Market-Sizing & Forecasting
We implement a top-down construct that starts with regional surgical volumes and HAI incidence, converts these to product demand through penetration and price ratios, and then corroborates results with supplier roll-ups and channel checks. Key variables like operating-room counts, installed low-temperature sterilizer base, contract irradiation capacity, PPE sets per bed, and new regulatory mandates feed a multivariate regression that shapes 2025-2030 trajectories. Data gaps are bridged with interpolation anchored to verified trend pivots.
Data Validation & Update Cycle
Our outputs undergo three-layer reviews; variance flags trigger re-contact with respondents before sign-off. Reports refresh annually, with mid-cycle updates for recalls, pandemics, or major regulatory shifts. This is where Mordor Intelligence differentiates, ensuring clients always receive the latest vetted view.

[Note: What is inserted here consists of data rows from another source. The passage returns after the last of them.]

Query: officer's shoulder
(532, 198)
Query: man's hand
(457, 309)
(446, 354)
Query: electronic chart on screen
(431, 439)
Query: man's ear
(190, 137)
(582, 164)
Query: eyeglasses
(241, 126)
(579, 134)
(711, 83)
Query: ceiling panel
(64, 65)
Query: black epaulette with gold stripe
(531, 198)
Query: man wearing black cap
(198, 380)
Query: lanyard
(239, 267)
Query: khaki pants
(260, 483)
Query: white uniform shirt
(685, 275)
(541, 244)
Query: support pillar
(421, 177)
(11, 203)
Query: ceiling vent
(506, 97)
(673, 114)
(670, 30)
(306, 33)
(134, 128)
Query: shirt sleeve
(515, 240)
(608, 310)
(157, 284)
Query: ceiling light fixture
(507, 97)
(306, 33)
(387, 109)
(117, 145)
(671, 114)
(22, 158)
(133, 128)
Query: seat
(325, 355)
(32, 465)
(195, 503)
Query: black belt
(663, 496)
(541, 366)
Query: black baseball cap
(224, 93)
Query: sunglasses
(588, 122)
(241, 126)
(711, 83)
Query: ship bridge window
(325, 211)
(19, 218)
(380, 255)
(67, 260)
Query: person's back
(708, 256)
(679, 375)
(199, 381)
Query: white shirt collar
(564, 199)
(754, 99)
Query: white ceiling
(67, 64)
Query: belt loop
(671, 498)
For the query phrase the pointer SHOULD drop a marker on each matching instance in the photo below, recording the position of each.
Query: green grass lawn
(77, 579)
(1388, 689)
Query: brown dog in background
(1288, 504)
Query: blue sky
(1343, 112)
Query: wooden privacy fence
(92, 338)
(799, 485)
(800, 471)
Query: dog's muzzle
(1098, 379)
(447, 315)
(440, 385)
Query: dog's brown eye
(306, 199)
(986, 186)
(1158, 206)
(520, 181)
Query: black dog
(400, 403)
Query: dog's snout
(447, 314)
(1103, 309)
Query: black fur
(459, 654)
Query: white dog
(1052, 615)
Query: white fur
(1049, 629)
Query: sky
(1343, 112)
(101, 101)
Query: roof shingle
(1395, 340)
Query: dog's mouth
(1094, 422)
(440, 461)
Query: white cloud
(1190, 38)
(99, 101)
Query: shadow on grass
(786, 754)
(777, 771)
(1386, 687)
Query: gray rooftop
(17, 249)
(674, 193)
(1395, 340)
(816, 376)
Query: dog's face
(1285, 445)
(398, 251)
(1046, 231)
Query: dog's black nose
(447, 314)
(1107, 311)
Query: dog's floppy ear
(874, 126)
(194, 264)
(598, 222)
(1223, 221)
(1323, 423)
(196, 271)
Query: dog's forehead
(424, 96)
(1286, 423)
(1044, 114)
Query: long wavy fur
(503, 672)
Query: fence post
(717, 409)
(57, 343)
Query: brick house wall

Why Our Infection Control Baseline Earns Trust
Published estimates diverge because firms vary scope, input depth, and refresh cadence.
By anchoring variables to real infection drivers and updating every year, we give decision-makers a transparent, reproducible baseline.
Benchmark comparison
| Market Size | Anonymized source | Primary gap driver |
|---|---|---|
| USD 102.36 B (2025) | Mordor Intelligence | - |
| USD 57.31 B (2025) | Global Consultancy A | Narrower product basket and biennial updates |
| USD 52.38 B (2024) | Trade Journal B | Bundles wound-care items and applies straight CAGR extrapolation |
The comparison highlights how wider scope selection, fresher primary inputs, and cross-method validation let Mordor Intelligence set a balanced, dependable baseline for the infection control space.
Key Questions Answered in the Report
What is the current size of the infection control market?
The infection control market is valued at USD 102.36 billion in 2025 and is projected to reach USD 139.94 billion by 2030.
Which product category holds the largest infection control market share today?
Sterilization products and services lead with 42.74% share, reflecting sustained demand for terminal-sterilization solutions.
Why are ambulatory surgery centers important for future infection control revenue?
Procedure migration out of hospitals pushes ASC volumes to 44 million by 2034, driving rapid uptake of compact low-temperature sterilizers.
How will new EPA ethylene oxide rules affect hospitals?
Facilities must invest in upgraded ventilation and monitoring or outsource sterilization, as exposure limits fall to 0.1 ppm by 2035.
What role does artificial intelligence play in infection prevention?
AI platforms analyze patient data in real time, flagging infection risks early and enabling hospitals to cut HAI rates while lowering cost penalties.